The most commonly used approaches are those based on distributive and procedural justice [22]. While distributive justice focuses on how outcomes are distributed across the population, procedural justice focuses on the processes used to undertake the decisions [26,27].

An influential philosophical theory of fairness is attributed to the 20th-century philosopher Rawls, who equated fairness and justice, arguing broadly that fairness is a demand for impartiality [21,22]. In this study, we followed the approach for distributive justice based on the interpretation of Rawls. Specifically, we considered an algorithm to be fair if its performance did not vary for individuals with different demographic descriptors (eg, gender).
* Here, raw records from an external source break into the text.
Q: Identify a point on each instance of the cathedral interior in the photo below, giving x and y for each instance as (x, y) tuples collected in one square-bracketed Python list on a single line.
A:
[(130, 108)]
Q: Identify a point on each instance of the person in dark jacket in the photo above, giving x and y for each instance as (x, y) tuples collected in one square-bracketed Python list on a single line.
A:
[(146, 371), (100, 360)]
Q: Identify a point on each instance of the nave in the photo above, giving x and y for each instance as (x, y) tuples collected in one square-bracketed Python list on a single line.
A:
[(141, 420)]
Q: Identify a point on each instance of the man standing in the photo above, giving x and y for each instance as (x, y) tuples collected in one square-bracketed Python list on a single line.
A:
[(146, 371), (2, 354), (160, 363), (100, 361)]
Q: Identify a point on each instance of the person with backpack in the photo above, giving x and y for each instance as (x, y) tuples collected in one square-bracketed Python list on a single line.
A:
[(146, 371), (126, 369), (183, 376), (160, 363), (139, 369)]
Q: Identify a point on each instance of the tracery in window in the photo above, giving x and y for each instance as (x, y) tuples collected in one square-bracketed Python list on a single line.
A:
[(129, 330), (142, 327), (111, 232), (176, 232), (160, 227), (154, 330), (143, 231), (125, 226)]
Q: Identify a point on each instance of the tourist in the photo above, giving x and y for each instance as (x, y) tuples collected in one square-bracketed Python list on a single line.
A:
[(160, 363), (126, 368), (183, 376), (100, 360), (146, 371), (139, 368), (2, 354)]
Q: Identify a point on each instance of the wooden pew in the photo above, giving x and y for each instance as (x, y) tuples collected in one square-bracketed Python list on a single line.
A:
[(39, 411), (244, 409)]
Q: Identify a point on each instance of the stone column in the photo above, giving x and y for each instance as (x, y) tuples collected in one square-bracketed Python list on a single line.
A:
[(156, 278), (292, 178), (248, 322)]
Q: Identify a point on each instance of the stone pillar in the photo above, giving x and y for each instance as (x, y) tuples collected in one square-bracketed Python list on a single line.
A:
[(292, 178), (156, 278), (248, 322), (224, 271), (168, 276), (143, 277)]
This is related to the concept of disparate impact [28]. Disparate impact, in US labor law, refers to practices in areas such as employment and housing, which affect one group of people of a protected characteristic more adversely than another, even when the rules applied by employers or landlords appear to be neutral [29]. Most federal civil rights laws protect against disparate impacts based on race, color, religion, national origin, and sex as protected traits, and some laws include disability status and other traits.

Methods Data Set

We used a labeled data set from a previous study by Singh and Long [8], which explored the associations between call log data and mental health based on a 10-week field and laboratory study. The data set included phone-based behavioral data and self-reported mental health survey data. Phone-based data (eg, call volume, interaction dynamics, diversity in contacts, tie strength, and temporal rhythms) were collected through the app installed on each participant’s mobile phone. Meanwhile, mental health was measured via in-person survey sessions using the Mental Health Inventory subscale of the 36-Item Short Form Health Survey [30]. After passing a preprocessing and classification process, the study showed that automated ML algorithms using phone-based features achieved up to 80% accuracy in automatically classifying the mental health level (above or below the mean) of an individual [8].
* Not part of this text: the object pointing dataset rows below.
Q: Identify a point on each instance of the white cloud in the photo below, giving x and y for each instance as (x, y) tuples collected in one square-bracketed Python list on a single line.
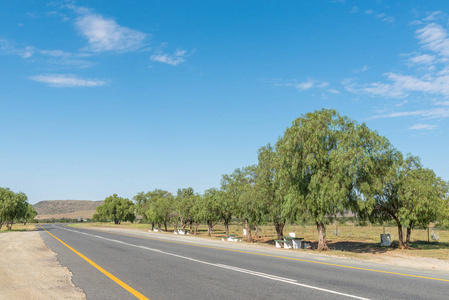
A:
[(424, 59), (401, 85), (310, 83), (105, 34), (174, 59), (432, 16), (8, 48), (421, 126), (433, 37), (388, 19), (362, 69), (66, 80), (333, 91), (436, 113)]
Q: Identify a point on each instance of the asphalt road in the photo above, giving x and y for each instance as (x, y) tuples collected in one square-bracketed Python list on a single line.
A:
[(118, 265)]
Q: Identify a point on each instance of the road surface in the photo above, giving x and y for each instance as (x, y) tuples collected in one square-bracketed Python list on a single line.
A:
[(140, 265)]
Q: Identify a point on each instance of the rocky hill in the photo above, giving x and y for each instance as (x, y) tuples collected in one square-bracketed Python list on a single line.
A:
[(58, 209)]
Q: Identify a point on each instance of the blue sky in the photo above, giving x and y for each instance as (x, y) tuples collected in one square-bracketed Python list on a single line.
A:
[(103, 97)]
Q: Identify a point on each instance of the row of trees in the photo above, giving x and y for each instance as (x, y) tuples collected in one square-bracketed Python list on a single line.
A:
[(14, 207), (325, 165)]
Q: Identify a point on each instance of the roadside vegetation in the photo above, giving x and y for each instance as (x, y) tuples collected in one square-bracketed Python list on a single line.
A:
[(14, 207), (324, 166)]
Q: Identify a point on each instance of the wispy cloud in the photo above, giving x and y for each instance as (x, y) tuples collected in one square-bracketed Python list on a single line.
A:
[(381, 16), (423, 59), (437, 113), (7, 47), (433, 37), (362, 69), (105, 34), (172, 59), (66, 80), (421, 126), (309, 84)]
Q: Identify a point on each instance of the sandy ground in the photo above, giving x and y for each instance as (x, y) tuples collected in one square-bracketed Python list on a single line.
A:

A total of 59 participants completed the survey administered by Singh and Long [8]. However, some participants did not complete all the surveys, and some did not enter the correct identifier (International Mobile Equipment Identity [IMEI] number) consistently across surveys. This resulted in a subset of 45 participants in the study [8]. For this study, we returned to the survey data and decided to manually handle the off-by-one errors (ie, the mismatch in IMEI for different surveys only by 1 digit). Given that IMEI numbers have 14 to 15 digits, in the approximately 60-participant sample size, we considered the odds of 2 participants to be off by just 1 digit without human error being extremely low. This process helped us obtain a complete data set (ie, phone data, a mental health survey, and a demographic survey) for 55 participants.

The data set we obtained from Singh and Long [8] had gender as a demographic attribute that we considered a protected attribute. Note that a protected attribute in the algorithmic fairness literature is one on which performance should not depend [15]. Among these 55 participants, 21 (38%) self-reported their gender as women or female (minority class), and 34 (62%) self-described as men or male. Note that this study does not differentiate between (biological) sex and (socially construed) gender. In addition, note that we consider the use of binary gender as a limitation of this study. Future studies should be conducted, which include participants with nonbinary gender identities.

Preprocessing and Model Training

The initial obtained data set was imbalanced (ie, there was not enough data for one class), which is a common problem in the fairness literature [31]. To mitigate the effect of imbalance, we applied the synthetic minority oversampling technique [32] to the training data (the test data remained in the original ratio). This technique works in balancing the data set by generating synthetic observations based on the existing minority observations.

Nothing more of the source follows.